Evidently, the way I have been going about it is not sinking in because LG is having big problems. Case in point, over the weekend she had a friend overnight on Saturday. This is a friend that she has had since she moved into our home. They must have gotten in at least 5 tiffs. I classify these as times when LGs friend didn't do what LG wanted her to do, and LG skulked off in a huff and left this girl behind. Jerry and I both try and help walk her through how to deal with fights with friends. That's not the only thing that has come up concerning social skills.
She also doesn't know phone ettiquite, what's appropriate in public, and being a gracious host. This weekend I don't know how many times I had to tell her that something was not appropriate. She had a friend stop by, and she asked the friend in a snotty way, "Why are you here." I know that she's learning, but why doesn't she understand that if her friend came over she wants to play, or spend time with her. I feel like the things we are telling her are not sinking in. I guess time will tell, but I hope that she learns, because it gets a bit embarrassing sometimes.

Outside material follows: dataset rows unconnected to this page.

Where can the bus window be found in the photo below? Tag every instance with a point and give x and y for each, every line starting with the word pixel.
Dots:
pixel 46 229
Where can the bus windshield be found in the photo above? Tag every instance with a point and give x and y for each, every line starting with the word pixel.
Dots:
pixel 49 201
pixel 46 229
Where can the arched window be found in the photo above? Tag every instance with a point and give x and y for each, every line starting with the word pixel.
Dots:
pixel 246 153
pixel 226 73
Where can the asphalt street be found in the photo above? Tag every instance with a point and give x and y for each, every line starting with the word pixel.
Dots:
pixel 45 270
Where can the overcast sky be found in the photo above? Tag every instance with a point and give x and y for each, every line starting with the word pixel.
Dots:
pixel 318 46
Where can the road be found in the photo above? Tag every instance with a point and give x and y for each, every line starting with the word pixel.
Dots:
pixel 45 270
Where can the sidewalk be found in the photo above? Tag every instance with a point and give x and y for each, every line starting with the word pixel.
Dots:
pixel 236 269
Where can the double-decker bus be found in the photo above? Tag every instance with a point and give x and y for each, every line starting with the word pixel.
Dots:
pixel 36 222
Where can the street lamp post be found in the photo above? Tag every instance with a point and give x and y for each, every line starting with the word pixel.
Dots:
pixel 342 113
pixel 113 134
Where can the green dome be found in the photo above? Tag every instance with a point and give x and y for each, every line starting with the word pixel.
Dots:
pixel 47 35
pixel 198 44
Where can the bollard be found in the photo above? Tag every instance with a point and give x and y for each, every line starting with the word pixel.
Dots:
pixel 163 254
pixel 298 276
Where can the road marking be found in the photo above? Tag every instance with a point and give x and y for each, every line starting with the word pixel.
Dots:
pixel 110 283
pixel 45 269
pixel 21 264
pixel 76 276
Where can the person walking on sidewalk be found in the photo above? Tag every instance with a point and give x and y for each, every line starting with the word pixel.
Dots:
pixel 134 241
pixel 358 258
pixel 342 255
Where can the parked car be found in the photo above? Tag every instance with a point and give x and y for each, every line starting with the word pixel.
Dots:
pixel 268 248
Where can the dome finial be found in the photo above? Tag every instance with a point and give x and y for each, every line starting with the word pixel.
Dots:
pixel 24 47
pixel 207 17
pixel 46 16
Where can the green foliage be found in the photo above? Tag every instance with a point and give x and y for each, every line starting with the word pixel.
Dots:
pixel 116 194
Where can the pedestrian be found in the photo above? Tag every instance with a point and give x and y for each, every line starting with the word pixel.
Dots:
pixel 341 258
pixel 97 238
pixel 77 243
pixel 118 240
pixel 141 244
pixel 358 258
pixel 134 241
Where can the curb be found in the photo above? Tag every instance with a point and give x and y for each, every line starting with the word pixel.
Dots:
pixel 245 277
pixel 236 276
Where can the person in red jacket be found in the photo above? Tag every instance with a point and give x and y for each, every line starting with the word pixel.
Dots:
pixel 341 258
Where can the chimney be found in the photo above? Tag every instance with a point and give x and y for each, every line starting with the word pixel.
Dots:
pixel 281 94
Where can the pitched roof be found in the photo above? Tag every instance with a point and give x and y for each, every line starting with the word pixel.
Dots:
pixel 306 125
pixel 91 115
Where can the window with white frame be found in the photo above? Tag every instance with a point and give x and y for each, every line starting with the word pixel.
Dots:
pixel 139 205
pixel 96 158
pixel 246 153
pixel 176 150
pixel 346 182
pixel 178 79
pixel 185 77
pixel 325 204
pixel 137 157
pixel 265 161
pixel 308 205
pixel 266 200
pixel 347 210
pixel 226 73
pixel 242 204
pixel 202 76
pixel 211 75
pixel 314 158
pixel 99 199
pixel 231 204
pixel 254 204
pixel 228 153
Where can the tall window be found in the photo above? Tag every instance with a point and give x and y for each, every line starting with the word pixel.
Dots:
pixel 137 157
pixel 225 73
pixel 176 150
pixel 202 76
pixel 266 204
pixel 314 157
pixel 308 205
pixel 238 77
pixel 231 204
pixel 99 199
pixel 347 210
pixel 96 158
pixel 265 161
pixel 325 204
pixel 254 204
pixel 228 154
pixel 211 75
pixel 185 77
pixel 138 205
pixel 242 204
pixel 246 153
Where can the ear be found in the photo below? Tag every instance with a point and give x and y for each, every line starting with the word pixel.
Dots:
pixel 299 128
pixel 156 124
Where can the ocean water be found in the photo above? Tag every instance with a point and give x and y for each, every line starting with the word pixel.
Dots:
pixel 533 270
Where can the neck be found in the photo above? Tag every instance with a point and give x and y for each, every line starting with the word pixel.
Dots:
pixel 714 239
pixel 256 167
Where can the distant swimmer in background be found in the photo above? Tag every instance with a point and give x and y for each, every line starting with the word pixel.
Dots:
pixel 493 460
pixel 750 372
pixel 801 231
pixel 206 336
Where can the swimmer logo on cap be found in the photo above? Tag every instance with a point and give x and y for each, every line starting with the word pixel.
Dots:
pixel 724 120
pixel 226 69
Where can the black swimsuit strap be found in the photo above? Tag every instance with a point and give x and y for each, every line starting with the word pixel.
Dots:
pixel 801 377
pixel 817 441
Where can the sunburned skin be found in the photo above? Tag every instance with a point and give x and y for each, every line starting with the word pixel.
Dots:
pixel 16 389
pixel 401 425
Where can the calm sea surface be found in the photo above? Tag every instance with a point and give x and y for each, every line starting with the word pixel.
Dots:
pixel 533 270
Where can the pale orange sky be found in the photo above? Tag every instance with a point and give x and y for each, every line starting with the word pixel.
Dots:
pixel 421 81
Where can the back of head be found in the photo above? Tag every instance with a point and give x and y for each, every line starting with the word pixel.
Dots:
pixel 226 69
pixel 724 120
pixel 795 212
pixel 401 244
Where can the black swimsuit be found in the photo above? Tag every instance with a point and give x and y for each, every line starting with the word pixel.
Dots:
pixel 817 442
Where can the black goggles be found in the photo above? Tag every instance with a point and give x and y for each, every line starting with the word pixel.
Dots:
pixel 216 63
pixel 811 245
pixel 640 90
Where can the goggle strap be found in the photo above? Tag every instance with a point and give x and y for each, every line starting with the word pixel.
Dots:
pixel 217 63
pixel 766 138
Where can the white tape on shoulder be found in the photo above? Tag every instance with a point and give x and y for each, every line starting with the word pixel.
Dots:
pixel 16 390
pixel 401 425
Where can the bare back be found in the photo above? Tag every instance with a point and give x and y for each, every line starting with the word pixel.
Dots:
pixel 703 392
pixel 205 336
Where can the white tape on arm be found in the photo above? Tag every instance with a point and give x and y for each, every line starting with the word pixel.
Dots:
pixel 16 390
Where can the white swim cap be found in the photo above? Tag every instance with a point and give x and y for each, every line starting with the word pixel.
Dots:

Any ideas would be greatly appreciated. We have gotten her into girl scouts, and try to let her interact with friends and family as much as possible, but it's almost like people don't hold her to the same standard because they know about her situation. I wish they would treat her like the would treat other children behaving the way she does, so that she would learn.
It doesn't help that I was brought up to have excellent manners by my grandmother and all other adults. Now, I have no patience for bad manners.